Time to be honest: The future will not be decided by the Conference on the Future of Europe

The Conference on the Future of Europe will not be the place where the future of the EU will be decided. For that, there are too many obstacles standing in its way: First, it comes at the wrong time. Secondly, it is too short and its governance structures are too heavy. And lastly, it lacks the necessary support at member state level to bring about concrete policy changes. But it also does not have to. The future of EU democracy will be decided in national and European parliamentary elections. Instead of overpromising on the Conference, EU institutions and national governments should ensure that their results are translated into concrete action at EU level.

The Conference on the Future of Europe was announced in summer 2019 with much fanfare by then Commission President-elect Ursula von der Leyen, after the idea had been floated a few months earlier by French President Emmanuel Macron.

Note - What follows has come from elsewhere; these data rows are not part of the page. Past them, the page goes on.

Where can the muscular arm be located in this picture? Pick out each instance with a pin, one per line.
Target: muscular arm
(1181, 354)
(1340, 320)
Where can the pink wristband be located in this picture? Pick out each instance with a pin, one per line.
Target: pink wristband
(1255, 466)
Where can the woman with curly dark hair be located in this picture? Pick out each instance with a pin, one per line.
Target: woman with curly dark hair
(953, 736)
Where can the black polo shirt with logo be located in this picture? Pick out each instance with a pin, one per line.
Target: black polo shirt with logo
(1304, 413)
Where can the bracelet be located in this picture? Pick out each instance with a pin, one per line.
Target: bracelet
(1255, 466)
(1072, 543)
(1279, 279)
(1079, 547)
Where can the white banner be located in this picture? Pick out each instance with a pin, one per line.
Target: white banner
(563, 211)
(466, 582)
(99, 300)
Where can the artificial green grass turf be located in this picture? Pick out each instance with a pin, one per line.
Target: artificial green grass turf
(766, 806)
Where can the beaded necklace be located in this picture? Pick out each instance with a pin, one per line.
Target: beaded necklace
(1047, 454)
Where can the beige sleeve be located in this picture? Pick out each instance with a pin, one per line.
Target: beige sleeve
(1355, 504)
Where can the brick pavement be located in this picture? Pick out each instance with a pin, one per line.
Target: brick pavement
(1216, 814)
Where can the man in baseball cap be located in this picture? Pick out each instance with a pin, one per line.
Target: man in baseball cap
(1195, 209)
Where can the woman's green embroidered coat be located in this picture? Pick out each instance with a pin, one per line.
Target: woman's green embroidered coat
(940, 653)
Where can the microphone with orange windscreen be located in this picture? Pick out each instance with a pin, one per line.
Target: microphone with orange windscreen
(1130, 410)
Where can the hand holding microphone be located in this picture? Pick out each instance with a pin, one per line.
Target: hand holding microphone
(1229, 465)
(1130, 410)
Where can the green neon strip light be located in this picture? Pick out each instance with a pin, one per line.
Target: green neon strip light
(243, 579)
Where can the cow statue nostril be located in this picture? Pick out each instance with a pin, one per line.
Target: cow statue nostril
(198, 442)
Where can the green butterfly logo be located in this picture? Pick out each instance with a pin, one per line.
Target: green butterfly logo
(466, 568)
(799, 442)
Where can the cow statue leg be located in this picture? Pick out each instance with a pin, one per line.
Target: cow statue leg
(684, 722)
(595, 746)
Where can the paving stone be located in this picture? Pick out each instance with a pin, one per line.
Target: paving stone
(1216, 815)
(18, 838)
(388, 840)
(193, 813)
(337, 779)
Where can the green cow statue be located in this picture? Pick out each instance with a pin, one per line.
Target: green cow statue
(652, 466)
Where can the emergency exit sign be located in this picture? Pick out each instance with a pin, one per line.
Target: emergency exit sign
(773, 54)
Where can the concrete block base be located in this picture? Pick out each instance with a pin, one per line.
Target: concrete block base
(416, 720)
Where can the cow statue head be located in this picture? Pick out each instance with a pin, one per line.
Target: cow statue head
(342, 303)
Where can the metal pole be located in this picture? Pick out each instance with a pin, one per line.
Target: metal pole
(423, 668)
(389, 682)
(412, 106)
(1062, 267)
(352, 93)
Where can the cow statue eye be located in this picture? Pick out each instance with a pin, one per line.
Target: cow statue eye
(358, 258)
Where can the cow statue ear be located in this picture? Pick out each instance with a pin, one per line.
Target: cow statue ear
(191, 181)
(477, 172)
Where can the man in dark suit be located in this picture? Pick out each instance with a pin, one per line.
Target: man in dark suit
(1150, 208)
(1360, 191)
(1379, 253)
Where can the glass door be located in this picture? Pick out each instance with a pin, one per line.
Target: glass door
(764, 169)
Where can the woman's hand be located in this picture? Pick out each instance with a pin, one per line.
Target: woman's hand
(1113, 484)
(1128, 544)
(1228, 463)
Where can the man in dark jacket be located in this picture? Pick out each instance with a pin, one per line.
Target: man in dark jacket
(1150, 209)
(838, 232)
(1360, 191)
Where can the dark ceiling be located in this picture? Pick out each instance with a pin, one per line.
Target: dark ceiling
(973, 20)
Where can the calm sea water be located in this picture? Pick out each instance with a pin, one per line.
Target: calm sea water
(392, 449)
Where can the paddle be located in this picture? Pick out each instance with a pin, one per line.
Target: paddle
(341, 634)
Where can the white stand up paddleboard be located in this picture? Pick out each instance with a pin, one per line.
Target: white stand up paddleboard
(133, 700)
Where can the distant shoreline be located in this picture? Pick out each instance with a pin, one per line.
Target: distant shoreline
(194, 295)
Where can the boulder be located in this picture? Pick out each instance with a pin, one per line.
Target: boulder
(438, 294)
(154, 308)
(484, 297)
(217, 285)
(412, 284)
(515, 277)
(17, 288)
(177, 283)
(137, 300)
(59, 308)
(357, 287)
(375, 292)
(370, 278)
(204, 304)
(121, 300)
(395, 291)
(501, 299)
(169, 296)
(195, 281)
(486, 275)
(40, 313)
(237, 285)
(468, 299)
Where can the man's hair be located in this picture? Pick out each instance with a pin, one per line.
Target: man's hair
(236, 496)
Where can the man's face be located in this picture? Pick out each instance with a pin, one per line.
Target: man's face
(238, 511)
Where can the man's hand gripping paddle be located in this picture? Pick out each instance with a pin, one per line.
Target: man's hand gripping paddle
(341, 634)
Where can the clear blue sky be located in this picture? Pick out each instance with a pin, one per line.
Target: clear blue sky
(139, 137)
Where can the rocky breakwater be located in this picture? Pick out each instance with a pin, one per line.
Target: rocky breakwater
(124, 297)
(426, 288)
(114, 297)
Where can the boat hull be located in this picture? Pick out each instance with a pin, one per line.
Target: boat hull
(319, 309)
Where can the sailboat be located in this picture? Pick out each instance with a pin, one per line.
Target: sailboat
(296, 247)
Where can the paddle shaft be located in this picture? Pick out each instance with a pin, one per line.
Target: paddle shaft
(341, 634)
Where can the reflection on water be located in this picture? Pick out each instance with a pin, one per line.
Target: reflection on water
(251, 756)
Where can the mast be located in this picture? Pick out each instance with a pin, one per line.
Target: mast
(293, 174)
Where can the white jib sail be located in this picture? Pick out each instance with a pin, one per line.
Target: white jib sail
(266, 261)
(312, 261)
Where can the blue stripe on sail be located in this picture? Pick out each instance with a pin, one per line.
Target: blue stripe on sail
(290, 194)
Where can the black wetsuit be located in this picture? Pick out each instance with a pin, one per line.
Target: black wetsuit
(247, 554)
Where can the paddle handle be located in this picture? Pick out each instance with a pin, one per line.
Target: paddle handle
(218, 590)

It was supposed to be a great new pan-European two-year democratic exercise through which Union citizens would finally have their direct say on the future of Europe. Even Treaty changes were said to be on the menu. Little is now left of those high ambitions. A year-long delay and months of inter-institutional wrangling make it hard to imagine that concrete policy changes for Europe’s future can come out of it. There are four reasons for that:

First, there is too little time. The once envisaged two-year process – a time frame necessary for any serious debate about the future of Europe – has now been shortened to a mere 12 months because of the pandemic. Despite this delay, the Conference is still due to be concluded under the French Council presidency as planned – arguably to accommodate the wishes of Macron who happens to be running for re-election then. It is doubtful that tangible results can be hammered out within such a short time frame when virtual formats are likely to remain the rule.

Second, the governance structure is top-heavy. Under the Joint Declaration of the three institutions, the Conference is now being steered by an almost absurd number of persons and bodies: the three-pronged Joint Presidency, composed of the presidents of the Commission and Parliament and rotating Council presidency, works alongside a nine-member strong Executive Board, which in turn is joined by an undetermined number of observers. The Joint Declaration also foresees decision-making by consensus among the nine Executive Board members – a MO almost guaranteed to either slow things down or reduce outcomes to the lowest common denominator.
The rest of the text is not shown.